Le Raccomandazioni congiunte della Società Italiana di Pediatria (SIP) e della Società Italiana dell’Ipertensione Arteriosa (SIIA), ricordano che la diagnosi di ipertensione si basa su un criterio statistico, che fissa il limite di normalità nel 95° percentile della distribuzione dei valori pressori sisto-diastolici, in relazione al sesso, all’età e all’altezza del bambino. In altri termini, oltre a misurare la pressione quando si presenta l’occasione, prima della maggiore età è sufficiente fare riferimento ai percentili.
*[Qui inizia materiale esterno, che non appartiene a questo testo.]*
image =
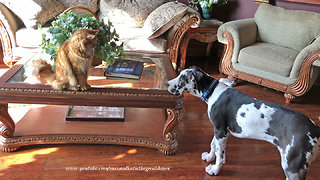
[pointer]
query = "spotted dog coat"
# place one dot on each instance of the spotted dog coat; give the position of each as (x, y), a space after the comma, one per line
(295, 135)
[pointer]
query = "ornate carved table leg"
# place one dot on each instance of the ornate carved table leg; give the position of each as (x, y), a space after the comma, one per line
(7, 128)
(169, 134)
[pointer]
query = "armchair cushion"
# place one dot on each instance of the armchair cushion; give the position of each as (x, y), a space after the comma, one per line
(34, 12)
(163, 18)
(134, 39)
(289, 28)
(132, 13)
(268, 57)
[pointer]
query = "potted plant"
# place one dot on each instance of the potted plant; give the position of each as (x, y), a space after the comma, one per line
(206, 6)
(108, 46)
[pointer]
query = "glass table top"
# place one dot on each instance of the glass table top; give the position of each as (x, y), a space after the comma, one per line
(153, 76)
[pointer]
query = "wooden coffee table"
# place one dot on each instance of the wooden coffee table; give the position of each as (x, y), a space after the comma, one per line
(151, 115)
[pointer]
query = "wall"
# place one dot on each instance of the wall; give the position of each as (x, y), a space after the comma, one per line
(239, 9)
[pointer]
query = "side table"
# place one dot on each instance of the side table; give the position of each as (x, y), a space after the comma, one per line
(206, 33)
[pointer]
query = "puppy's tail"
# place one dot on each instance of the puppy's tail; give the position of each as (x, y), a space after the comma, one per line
(43, 72)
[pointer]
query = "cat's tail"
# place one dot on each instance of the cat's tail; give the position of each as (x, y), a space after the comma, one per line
(42, 71)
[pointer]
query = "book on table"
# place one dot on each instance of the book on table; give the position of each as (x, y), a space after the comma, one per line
(124, 69)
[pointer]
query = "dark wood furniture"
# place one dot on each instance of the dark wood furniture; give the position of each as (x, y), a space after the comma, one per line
(206, 33)
(151, 111)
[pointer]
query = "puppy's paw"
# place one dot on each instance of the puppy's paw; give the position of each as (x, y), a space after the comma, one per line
(212, 170)
(227, 82)
(207, 157)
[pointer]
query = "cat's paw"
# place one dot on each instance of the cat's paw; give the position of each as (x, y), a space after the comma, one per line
(84, 88)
Una condizione particolare da non sottovalutare ma da monitorare è la pre-ipertensione (o pressione normale alta), caratterizzata da valori solo stabilmente superiori o uguali al 90° percentile, ma inferiori al 95°. Se si fa una diagnosi di ipertensione in tarda adolescenza, di solito non occorre ricorrere a un trattamento farmacologico, ma è fondamentale intervenire sullo stile di vita puntando a fornire raccomandazioni dietetiche che contribuiscano a mantenersi normopeso. Ecco, quindi, che è fondamentale seguire una dieta equilibrata ricca di frutta, verdura e cerali integrali e povera di sale, grassi saturi e zuccheri. Altrettanto fondamentale è cercare di aumentare ad almeno 150 minuti alla settimana l’attività fisica e soprattutto evitare fumo e alcol, entrambi fattori che danneggiano cuore e vasi.
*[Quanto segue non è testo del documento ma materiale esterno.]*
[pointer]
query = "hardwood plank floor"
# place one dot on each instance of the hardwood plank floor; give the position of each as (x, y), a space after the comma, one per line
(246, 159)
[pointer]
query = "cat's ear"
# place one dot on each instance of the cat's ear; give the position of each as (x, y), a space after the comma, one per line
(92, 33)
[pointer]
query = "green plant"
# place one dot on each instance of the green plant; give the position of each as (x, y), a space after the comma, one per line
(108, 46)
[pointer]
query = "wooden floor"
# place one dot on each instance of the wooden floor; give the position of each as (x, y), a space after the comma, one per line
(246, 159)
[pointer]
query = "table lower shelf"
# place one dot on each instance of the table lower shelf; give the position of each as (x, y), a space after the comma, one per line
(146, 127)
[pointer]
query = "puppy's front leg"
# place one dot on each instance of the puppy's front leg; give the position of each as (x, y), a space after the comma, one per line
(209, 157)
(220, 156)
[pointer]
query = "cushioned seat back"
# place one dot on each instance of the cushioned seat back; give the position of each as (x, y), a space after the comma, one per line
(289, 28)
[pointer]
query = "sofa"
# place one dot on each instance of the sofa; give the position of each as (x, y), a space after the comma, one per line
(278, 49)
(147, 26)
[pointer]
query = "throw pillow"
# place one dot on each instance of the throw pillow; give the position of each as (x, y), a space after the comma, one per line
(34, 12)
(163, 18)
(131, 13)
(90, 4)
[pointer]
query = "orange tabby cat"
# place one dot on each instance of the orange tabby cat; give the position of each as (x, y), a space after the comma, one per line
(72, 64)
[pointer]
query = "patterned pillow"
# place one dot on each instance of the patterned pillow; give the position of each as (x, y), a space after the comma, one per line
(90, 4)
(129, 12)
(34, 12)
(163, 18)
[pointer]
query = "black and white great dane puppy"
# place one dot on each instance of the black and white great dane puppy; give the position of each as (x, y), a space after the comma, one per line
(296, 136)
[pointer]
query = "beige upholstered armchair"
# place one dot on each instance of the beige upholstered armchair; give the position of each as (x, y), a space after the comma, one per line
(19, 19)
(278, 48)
Da ultimo, ma non per importanza bisognerebbe insegnare anche ai giovanissimi quanto sia importante per la salute fisica e mentale imparare a tenere sotto controllo lo stress che è un fattore di rischio da non sottovalutare ai fini dello sviluppo dell’ipertensione. Chi fa spallucce pensando che cambiare stile di vita non lo aiuterà a non sviluppare malattie cardiovascolari dovrebbe sapere che gli scienziati del Consorzio internazionale Global Cardiovascular Risk Consortium, coordinato dal Dipartimento di Cardiologia del Centro Universitario Heart & Vascular del Medical Center Hamburg-Eppendorf (UKE) e dal Centro tedesco per la ricerca cardiovascolare (DZHK), del quale fanno parte il Dr. Luigi Palmieri e la Dr.ssa Chiara Donfrancesco del Dipartimento Malattie Cardiovascolari, Endocrino-metaboliche e Invecchiamento dell’Istituto Superiore di Sanità-ISS, hanno dimostrato che cinque fattori di rischio cardiovascolare modificabili, ovvero indice di massa corporea, pressione arteriosa sistolica, colesterolemia non-HDL, fumo e diabete, sono direttamente collegati a più della metà di tutte le malattie cardiovascolari nel mondo. Più in particolare, l’ipertensione è la condizione che maggiormente risulta legata all’insorgenza di infarto del miocardio e ictus.
Tutti e cinque i fattori di rischio modificabili, combinati, (sovrappeso, ipertensione, colesterolo alto, fumo e diabete mellito) contribuiscono al 57,2% del rischio cardiovascolare delle donne e al 52,6% degli uomini, oltre al 22,2% dei decessi (mortalità complessiva) nelle donne e al 19,1% negli uomini, con il livello di pressione sistolica, la pressione massima, dunque, che rappresenta l’elemento più incisivo.
Questi dati dimostrano in maniera forte come più della metà degli eventi legati alle malattie cardiovascolari si possono spiegare attraverso fattori di rischio che possono essere prevenuti e modificati, soprattutto, con l’adozione di stili di vita corretti.
Ecco perché è così urgente agire sulla prevenzione da parte dei sistemi sanitari per affrontare e ridurre questi rischi.